The first thing I'd strongly reccomend is to stop thinking of the board as an "Arduino". The Arduino tools just paper over the actual device. It's a AT91SAM3X8E dev board.
That said, the first place to start is to read the product page and datasheet(pdf).

Functionally, RS-422 looks like a differential asynchronous serial bus. Depending on the implementation, it can be half-duplex (e.g. data can only go one way at a time), or full-duplex (e.g. data can go both directions at the same time). This mode is determined by the hardware, as full-duplex takes more physical wires. Half duplex is one differential pair (and ground), full duplex requires two diff-pairs (and one ground).

For full-duplex on a non-bus topology (e.g. only two devices), the hardware required to interface the bus can be as simple as just sticking a differential line driver/receiver in between your MCU's USART and the other device.

For bus-topologies or half-duplex connexions, it gets more complex, as you need to be able to turn off the line-driver to allow the other device(s) to talk over the shared connections.

Also, one note is you'll see lots of "RS-422/RS-485" line drivers, etc... This is because the physical layer specifications for the two are the same, so a driver that works for RS-422 will generally work for RS-485, and vice versa.
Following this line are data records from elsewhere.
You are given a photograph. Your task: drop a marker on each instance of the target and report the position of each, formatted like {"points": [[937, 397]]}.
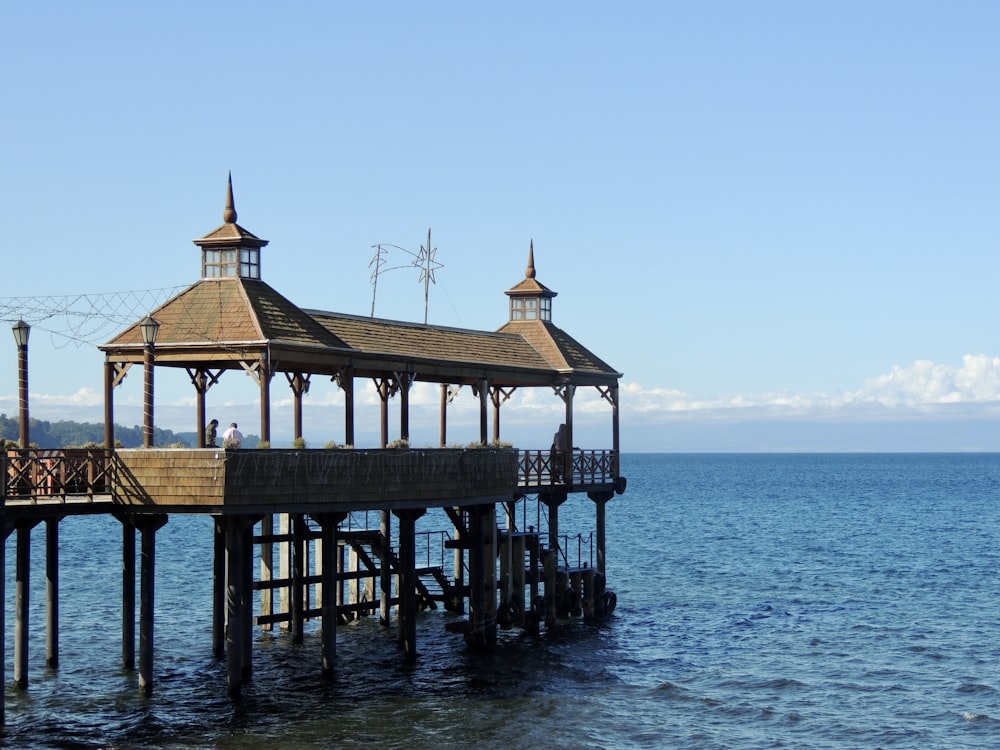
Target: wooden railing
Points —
{"points": [[544, 468], [55, 474]]}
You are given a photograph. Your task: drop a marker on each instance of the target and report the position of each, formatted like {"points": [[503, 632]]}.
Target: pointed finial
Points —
{"points": [[229, 215]]}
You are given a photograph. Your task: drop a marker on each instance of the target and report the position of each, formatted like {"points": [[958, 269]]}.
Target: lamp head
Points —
{"points": [[21, 331], [149, 327]]}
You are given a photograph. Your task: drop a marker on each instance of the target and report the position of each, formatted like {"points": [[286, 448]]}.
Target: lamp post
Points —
{"points": [[21, 331], [148, 327]]}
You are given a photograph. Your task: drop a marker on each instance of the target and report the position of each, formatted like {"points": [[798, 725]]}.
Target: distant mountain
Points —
{"points": [[64, 434]]}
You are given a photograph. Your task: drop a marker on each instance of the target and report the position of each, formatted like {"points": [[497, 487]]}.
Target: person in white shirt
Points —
{"points": [[232, 438]]}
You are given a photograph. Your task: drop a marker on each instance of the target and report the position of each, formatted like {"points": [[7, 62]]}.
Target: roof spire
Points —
{"points": [[229, 215]]}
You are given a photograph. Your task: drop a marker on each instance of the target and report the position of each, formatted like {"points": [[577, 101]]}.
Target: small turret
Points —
{"points": [[230, 251], [530, 300]]}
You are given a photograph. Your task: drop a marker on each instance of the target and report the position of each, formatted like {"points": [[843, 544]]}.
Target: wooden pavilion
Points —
{"points": [[230, 319]]}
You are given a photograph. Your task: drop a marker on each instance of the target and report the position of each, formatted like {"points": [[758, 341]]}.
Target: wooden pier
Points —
{"points": [[334, 531]]}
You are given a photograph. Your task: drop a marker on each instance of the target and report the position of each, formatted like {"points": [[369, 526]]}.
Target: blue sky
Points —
{"points": [[779, 220]]}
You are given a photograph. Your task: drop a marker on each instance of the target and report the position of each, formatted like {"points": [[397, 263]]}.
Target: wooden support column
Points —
{"points": [[385, 573], [482, 576], [202, 379], [328, 523], [566, 392], [266, 568], [299, 383], [234, 605], [443, 416], [128, 592], [385, 387], [219, 588], [109, 404], [265, 401], [588, 594], [298, 576], [22, 588], [404, 381], [52, 592], [246, 623], [484, 390], [238, 666], [147, 525], [498, 396], [461, 520], [477, 579], [4, 531], [406, 619], [345, 379], [600, 506], [552, 501]]}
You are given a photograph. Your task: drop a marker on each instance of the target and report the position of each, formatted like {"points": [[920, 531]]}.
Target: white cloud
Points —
{"points": [[912, 387]]}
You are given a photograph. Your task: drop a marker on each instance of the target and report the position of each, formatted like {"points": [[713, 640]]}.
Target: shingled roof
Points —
{"points": [[227, 321], [229, 312]]}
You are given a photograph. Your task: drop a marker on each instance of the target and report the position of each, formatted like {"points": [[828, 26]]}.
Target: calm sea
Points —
{"points": [[764, 601]]}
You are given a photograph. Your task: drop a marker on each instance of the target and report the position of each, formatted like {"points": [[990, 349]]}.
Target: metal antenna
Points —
{"points": [[424, 260]]}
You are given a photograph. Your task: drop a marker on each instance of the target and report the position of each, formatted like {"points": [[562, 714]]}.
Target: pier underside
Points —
{"points": [[329, 536]]}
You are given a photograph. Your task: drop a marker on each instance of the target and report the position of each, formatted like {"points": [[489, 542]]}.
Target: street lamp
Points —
{"points": [[21, 331], [148, 327]]}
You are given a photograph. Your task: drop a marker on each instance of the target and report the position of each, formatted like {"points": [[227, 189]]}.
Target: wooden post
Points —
{"points": [[407, 618], [234, 605], [405, 379], [347, 383], [3, 597], [285, 569], [109, 405], [128, 593], [219, 588], [517, 576], [52, 592], [298, 575], [477, 578], [443, 417], [22, 588], [600, 510], [328, 526], [588, 595], [385, 572], [265, 400], [246, 623], [148, 526], [484, 394], [266, 568]]}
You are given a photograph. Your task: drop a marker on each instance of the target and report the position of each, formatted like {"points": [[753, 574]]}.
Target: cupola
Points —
{"points": [[230, 251], [530, 300]]}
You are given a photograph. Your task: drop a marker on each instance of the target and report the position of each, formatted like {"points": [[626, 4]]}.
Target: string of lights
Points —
{"points": [[84, 319]]}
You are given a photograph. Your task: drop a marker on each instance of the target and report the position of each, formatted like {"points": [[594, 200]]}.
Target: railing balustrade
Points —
{"points": [[539, 468], [40, 474]]}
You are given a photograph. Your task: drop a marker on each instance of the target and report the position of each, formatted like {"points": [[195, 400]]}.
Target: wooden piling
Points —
{"points": [[52, 592]]}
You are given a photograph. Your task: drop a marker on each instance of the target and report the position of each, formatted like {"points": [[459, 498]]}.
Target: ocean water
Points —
{"points": [[764, 601]]}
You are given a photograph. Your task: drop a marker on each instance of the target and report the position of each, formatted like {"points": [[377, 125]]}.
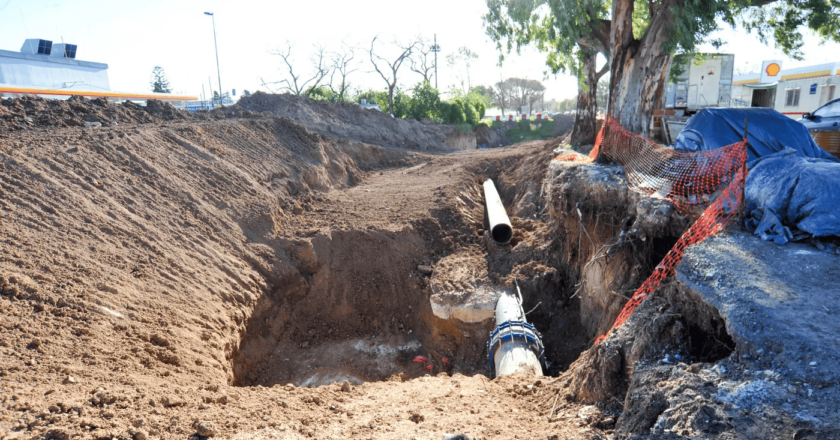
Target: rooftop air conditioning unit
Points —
{"points": [[37, 46], [63, 50]]}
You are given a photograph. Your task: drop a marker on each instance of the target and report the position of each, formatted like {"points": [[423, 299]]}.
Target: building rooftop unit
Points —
{"points": [[51, 70]]}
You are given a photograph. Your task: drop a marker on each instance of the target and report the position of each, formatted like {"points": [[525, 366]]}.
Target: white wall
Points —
{"points": [[27, 70], [807, 101]]}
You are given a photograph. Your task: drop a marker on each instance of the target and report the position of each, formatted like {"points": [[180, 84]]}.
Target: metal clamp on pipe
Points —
{"points": [[515, 333], [514, 345], [500, 228]]}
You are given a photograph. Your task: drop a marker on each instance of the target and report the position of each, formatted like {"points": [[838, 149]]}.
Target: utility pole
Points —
{"points": [[436, 49], [218, 71]]}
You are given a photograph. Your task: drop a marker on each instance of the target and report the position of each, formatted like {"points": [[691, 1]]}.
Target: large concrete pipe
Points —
{"points": [[500, 228], [514, 345]]}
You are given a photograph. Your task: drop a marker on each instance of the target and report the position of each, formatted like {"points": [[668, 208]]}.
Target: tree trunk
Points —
{"points": [[639, 68], [586, 110], [391, 100]]}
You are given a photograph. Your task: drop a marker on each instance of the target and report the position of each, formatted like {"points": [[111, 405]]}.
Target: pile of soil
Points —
{"points": [[351, 121], [35, 112]]}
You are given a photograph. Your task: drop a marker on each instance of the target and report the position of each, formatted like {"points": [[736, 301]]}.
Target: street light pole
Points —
{"points": [[218, 71], [436, 49]]}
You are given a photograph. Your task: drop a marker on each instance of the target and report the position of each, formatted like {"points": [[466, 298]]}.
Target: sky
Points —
{"points": [[133, 37]]}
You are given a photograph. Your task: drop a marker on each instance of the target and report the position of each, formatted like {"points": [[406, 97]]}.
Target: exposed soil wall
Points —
{"points": [[351, 121]]}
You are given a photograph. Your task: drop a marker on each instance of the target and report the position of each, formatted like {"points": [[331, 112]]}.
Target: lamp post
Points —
{"points": [[435, 49], [218, 71]]}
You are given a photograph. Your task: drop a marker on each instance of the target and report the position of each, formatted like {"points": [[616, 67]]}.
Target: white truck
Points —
{"points": [[700, 80]]}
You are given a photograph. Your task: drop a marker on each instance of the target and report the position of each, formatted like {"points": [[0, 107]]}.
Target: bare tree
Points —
{"points": [[423, 61], [393, 66], [294, 83], [343, 67]]}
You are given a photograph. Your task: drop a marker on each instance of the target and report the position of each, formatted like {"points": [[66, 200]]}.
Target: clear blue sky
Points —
{"points": [[134, 36]]}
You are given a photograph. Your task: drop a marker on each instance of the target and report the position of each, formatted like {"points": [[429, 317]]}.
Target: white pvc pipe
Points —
{"points": [[513, 356], [500, 228]]}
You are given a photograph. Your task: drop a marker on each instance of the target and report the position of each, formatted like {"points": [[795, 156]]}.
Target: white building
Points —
{"points": [[51, 70], [798, 91]]}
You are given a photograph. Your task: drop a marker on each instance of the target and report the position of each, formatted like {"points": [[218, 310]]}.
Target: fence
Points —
{"points": [[690, 180]]}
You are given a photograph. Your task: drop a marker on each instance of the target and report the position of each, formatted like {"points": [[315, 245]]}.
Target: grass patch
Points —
{"points": [[529, 131]]}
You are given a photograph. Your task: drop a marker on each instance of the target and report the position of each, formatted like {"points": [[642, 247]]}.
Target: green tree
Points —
{"points": [[388, 69], [374, 97], [471, 114], [643, 37], [425, 101], [571, 32], [463, 58], [159, 82]]}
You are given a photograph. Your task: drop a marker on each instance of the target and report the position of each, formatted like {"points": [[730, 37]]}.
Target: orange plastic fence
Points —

In fact, there are often devices that support both protocols.

Fortunately, RS-422 looks exactly like RS-232, simply with different physical signaling levels (and one is differential). As such converting RS232 to RS422 is as simple as just sticking in a converter. (RS485 is more involved).

This means you can probably use the 5th UART in the AT91SAM3X8E for your 5th channel without issue (or you could just use it for the RS232 connection anyways).

With regard to how to actually make your device talk RS-422, you will need a RS422 driver IC. Fortunately, there are lots of options. There are even options available in DIP for easy prototyping.

Breakout boards are harder to come by, as RS-422 is pretty unusual in anything hobbyist grade. I found one, but it looks pretty poorly designed (no ground terminal!). It would probably work fine for experimentation, though.